Our coation partners over at the Centre for Democracy and Technology (CDT) have raised concerns over some developments in the International Telecommunications Union (ITU) negotiations currently going on in Dubai. These negotiations will expand the power of the ITU, and as we’ve noted in the past, their secrecy is being used by some nations to push undemocratic rules that will legitimize the censorship and surveillance of its citizens.
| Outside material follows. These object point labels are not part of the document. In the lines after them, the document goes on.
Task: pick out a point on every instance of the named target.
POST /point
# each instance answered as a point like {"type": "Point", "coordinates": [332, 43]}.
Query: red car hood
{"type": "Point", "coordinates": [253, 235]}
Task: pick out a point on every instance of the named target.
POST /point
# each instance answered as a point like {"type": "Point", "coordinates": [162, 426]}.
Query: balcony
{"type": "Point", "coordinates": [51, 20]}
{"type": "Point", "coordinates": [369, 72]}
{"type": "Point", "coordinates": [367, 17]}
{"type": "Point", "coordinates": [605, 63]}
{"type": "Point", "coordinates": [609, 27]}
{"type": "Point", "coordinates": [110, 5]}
The CDT has now discovered that this goal has been brought one step closer to reality, through new rules for the standards-setting body of the ITU in advance of the official negotiations.
“The [new standard] holds very little in reserve when it comes to privacy invasion... It’s not entirely clear under what circumstances ISPs might have access to [decryption] keys, but in any event the very notion of decrypting the users’ traffic (quite possibly against their will) is antithetical to most norms, policies, and laws concerning privacy of communications.”
“Forcing the world’s technology companies to adopt standards developed in a body that fails to conduct rigorous privacy analysis could have dire global consequences for online trust and users’ rights.”
“The idea that adding [deep packet inspection] to a network creates a potential security risk for users – not just for network operators – is utterly absent... Adding [deep packet inspection] to a network creates a significant new attack vector; thorough threat modelling and mitigation at the standardization phase are more than appropriate – they’re absolutely necessary.”
“it further highlights the grave problems with trying to address cybersecurity through a closed, centralized body where ultimate authority rests with regulators and where technical experts and advocates cannot even access draft specifications.”